[Tex/LaTex] Search and replace in a verbatim token list

substitutiontoken-listsverbatim

I maintain a package for the R programming language that contains a vignette which gets processed using the Sweave literate programming system. Now, one of the irks about Sweave is that it always produces output wrapped in two layers of environments like the following:

\begin{Schunk}
\begin{Sinput}
> Some R command
\end{Sinput}
\begin{Soutput}
The result
\end{Soutput}
\end{Schunk}

Now, I would like to collapse this into something that only uses a single environment by tossing out the \begin, \end commands. Or, optionally replacing them with delimiters that the listings package can hook into with a moredelim definition:

\begin{Schunk}
> Some R command
swe@veSt@rtOutput
The result
swe@veEndOutput
\end{Schunk}

I am currently achieving this effect through a hack that re-writes the R output driver when Sweave loads the .Rnw file. However, this is proving to be a maintenance burden as the structure of the driver changes with every R release and I have to update the hack. So, I am looking for a way to attack this from the TeX end.

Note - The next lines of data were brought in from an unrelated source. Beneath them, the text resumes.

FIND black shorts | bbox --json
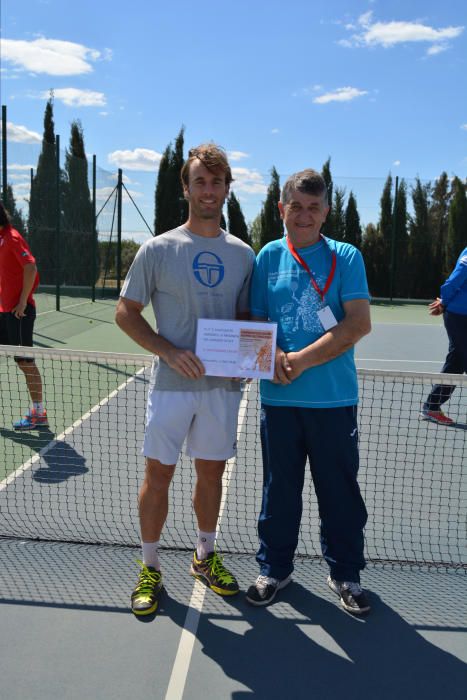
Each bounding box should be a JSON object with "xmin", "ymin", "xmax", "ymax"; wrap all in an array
[{"xmin": 0, "ymin": 304, "xmax": 36, "ymax": 359}]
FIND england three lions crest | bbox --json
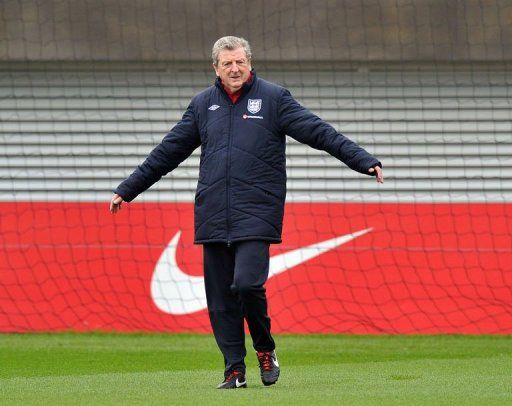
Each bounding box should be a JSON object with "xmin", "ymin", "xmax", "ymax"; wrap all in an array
[{"xmin": 247, "ymin": 99, "xmax": 261, "ymax": 114}]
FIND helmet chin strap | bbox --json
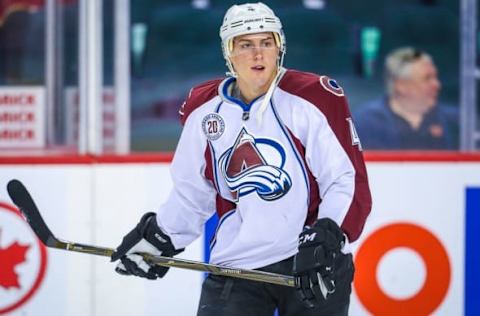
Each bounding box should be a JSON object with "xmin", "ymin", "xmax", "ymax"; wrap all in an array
[{"xmin": 256, "ymin": 67, "xmax": 285, "ymax": 126}]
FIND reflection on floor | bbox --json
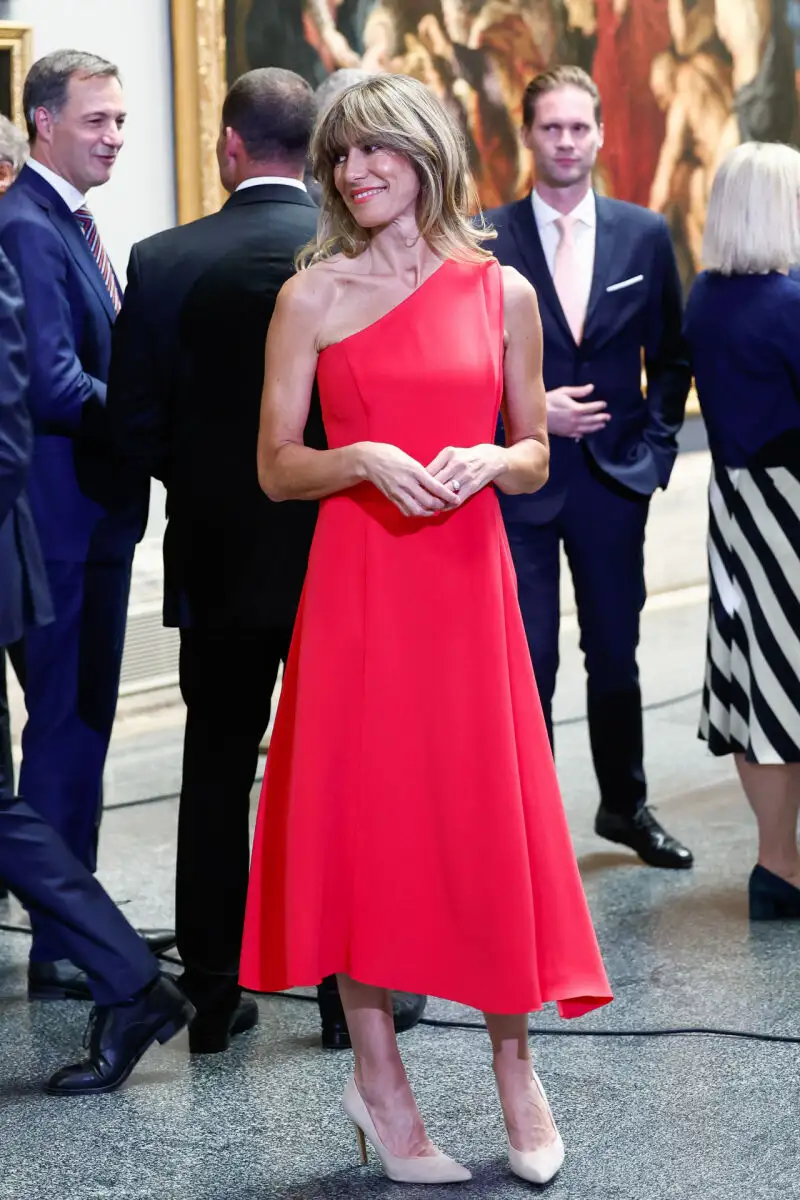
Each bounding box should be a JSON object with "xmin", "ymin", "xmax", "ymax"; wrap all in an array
[{"xmin": 0, "ymin": 595, "xmax": 800, "ymax": 1200}]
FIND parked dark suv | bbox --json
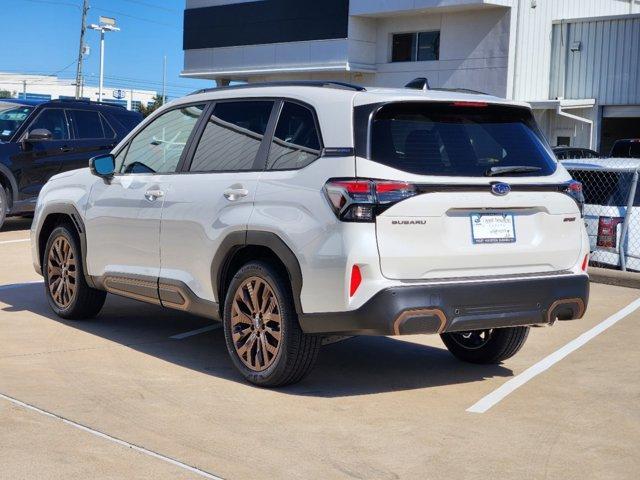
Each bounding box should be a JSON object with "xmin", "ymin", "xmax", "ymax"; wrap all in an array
[{"xmin": 0, "ymin": 99, "xmax": 142, "ymax": 228}]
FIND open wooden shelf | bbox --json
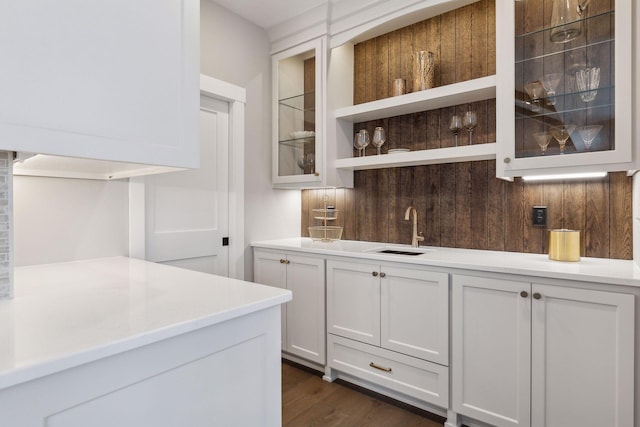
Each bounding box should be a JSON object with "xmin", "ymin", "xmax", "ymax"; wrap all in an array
[
  {"xmin": 335, "ymin": 142, "xmax": 496, "ymax": 171},
  {"xmin": 335, "ymin": 75, "xmax": 497, "ymax": 123}
]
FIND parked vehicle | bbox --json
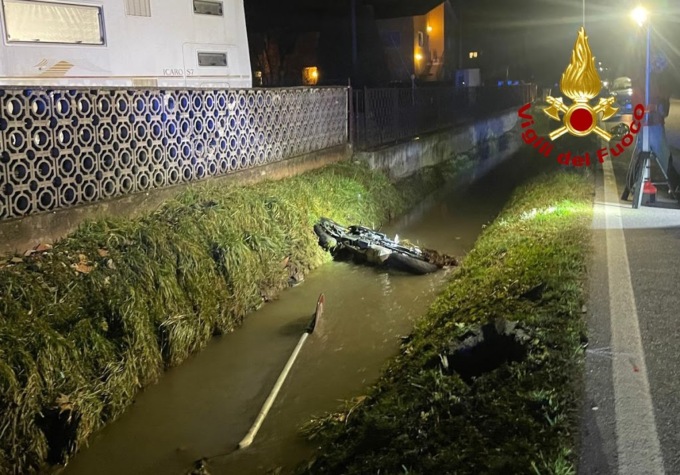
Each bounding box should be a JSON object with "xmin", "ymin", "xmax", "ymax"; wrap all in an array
[
  {"xmin": 314, "ymin": 218, "xmax": 458, "ymax": 274},
  {"xmin": 609, "ymin": 77, "xmax": 633, "ymax": 114},
  {"xmin": 0, "ymin": 0, "xmax": 252, "ymax": 88}
]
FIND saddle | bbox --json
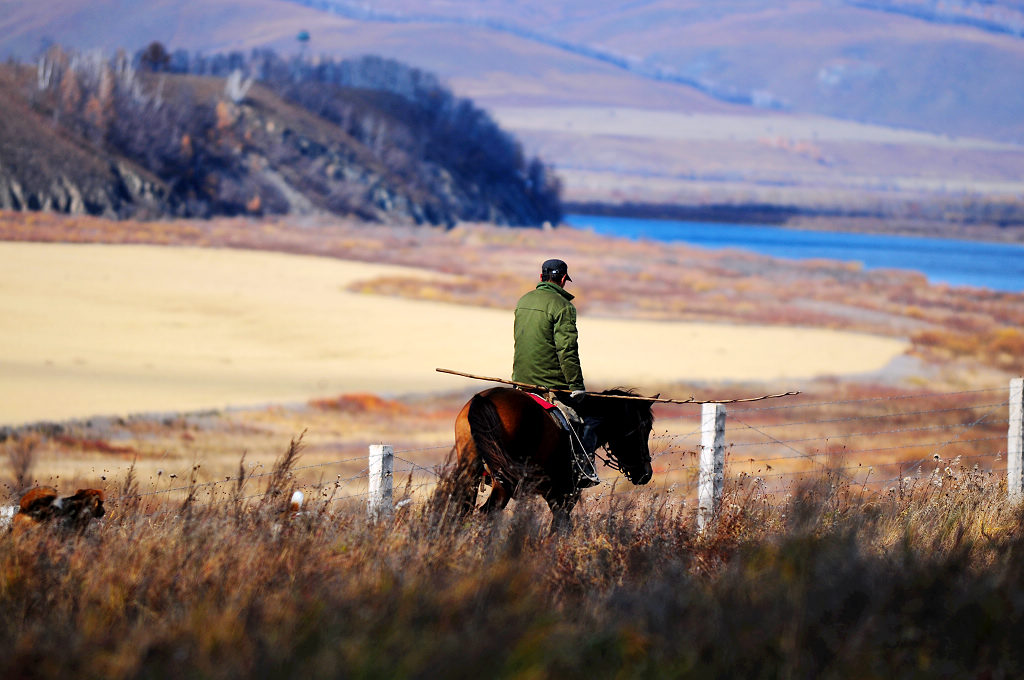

Here is a minimal example of some Sweave output along with my current method of wrapping it into a listing:

\documentclass{minimal}
\usepackage{verbatim}
\usepackage{listings}

\newwrite\listinginput

\makeatletter
\def\startcapture{%
  \begingroup
  \@bsphack
    \immediate\openout\listinginput=\jobname.lst%
    \let\do\@makeother\dospecials\catcode`\^^M\active
    \def\verbatim@processline{%
        % The macro now pipes it's input to our temp file.
        \immediate\write\listinginput{\the\verbatim@line}
    }%
    \verbatim@start
}
\def\stopcapture{%
    \immediate\closeout\listinginput
    \@esphack
  \endgroup
}
\makeatother

\newenvironment{Schunk}{\startcapture}%
  {\stopcapture\lstinputlisting{\jobname.lst}}

\begin{document}

\begin{Schunk}
\begin{Sinput}
> getLatexStrWidth("The symbol: alpha")
\end{Sinput}
\begin{Soutput}
[1] 82.5354
\end{Soutput}
\end{Schunk}

\end{document}

In my full version the Schunk environment is also wrapping the whole show into a TikZ node, which is why I am using verbatim to write things to a temp file and then read them back in using lstinputlisting (listing doesn't take kindly to being embedded in another environment).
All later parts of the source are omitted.